Based on CMS inspection data, Holt Senior Care and Rehab Center has a clean safety record: no substantiated abuse findings (meaning no confirmed cases of resident harm), no Immediate Jeopardy citations (the most serious violation level indicating risk of serious injury or death), and is not on the Special Focus Facility watch list (a federal program monitoring the lowest-performing 1% of nursing homes). The facility has a 5-star overall rating and ranks #1 of 100 nursing homes in Michigan. While no facility is perfect, families should still ask about staff-to-resident ratios and recent inspection results during their visit.

Do Nurses at Holt Senior Care And Rehab Center Stick Around?

Holt Senior Care and Rehab Center has a staff turnover rate of 37%, which is about average for Michigan nursing homes (state average: 46%). Moderate turnover is common in nursing homes, but families should still ask about staff tenure and how the facility maintains care continuity when employees leave.

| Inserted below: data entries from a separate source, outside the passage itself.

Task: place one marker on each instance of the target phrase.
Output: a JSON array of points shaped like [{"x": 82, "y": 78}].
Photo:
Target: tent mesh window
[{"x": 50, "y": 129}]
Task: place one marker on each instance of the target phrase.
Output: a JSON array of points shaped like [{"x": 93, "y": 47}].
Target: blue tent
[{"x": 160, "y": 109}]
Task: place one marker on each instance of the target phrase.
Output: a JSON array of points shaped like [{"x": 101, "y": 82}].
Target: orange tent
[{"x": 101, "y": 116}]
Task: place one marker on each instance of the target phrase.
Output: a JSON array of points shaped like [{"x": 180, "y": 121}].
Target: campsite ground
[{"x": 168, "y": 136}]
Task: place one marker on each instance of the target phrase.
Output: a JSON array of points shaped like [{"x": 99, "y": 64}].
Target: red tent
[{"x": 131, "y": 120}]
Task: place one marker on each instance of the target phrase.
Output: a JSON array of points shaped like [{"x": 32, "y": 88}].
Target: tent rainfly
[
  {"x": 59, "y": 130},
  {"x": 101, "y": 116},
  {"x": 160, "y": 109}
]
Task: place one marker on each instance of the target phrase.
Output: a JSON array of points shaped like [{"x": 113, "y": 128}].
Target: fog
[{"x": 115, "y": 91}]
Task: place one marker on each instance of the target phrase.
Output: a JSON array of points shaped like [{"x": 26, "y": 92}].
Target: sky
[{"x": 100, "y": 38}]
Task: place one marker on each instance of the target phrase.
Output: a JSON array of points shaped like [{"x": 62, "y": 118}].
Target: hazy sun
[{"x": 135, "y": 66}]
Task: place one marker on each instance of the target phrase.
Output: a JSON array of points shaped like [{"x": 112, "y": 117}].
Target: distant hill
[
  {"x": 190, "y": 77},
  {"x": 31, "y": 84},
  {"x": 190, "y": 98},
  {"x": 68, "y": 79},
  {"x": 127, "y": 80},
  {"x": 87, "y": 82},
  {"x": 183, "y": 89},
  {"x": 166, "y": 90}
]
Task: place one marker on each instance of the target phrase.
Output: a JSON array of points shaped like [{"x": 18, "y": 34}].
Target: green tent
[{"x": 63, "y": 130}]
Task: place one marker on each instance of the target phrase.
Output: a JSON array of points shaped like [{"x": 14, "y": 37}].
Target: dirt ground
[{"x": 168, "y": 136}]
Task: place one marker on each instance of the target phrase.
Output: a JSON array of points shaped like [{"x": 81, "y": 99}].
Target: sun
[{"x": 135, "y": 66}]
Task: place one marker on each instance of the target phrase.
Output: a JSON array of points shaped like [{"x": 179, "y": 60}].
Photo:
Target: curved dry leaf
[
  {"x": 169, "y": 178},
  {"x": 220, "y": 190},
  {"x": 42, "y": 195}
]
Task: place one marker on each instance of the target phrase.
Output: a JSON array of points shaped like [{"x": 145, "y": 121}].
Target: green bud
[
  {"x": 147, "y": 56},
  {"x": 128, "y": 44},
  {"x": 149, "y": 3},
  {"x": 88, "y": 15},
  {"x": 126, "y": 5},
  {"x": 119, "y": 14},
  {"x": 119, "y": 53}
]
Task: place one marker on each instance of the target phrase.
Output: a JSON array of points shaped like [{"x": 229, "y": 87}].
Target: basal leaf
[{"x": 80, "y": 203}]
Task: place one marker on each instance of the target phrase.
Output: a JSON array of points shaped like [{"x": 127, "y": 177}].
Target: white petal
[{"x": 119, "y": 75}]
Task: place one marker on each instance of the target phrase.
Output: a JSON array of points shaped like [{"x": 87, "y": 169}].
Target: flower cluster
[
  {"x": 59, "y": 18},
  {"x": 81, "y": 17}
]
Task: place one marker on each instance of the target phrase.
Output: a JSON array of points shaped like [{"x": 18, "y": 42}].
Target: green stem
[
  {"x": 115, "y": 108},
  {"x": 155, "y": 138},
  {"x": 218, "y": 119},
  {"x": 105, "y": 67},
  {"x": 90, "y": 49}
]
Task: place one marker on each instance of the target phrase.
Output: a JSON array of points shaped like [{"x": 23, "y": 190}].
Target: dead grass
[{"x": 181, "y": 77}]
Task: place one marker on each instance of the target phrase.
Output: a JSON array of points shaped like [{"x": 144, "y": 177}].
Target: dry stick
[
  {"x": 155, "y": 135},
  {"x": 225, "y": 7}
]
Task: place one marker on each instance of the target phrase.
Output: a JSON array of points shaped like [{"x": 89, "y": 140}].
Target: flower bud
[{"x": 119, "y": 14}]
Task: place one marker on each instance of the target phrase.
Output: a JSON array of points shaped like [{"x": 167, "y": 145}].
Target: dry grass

Was Holt Senior Care And Rehab Center Ever Fined?

Holt Senior Care and Rehab Center has no federal fines on record. CMS issues fines when nursing homes fail to meet care standards or don't correct problems found during inspections. The absence of fines suggests the facility has either maintained compliance or corrected any issues before penalties were assessed. This is a positive indicator, though families should still review recent inspection reports for the full picture.

Is Holt Senior Care And Rehab Center on Any Federal Watch List?

Holt Senior Care and Rehab Center is not on any federal watch list. The most significant is the Special Focus Facility (SFF) program, which identifies the bottom 1% of nursing homes nationally based on persistent, serious quality problems. Not being on this list means the facility has avoided the pattern of deficiencies that triggers enhanced federal oversight. This is a positive indicator, though families should still review the facility's inspection history directly.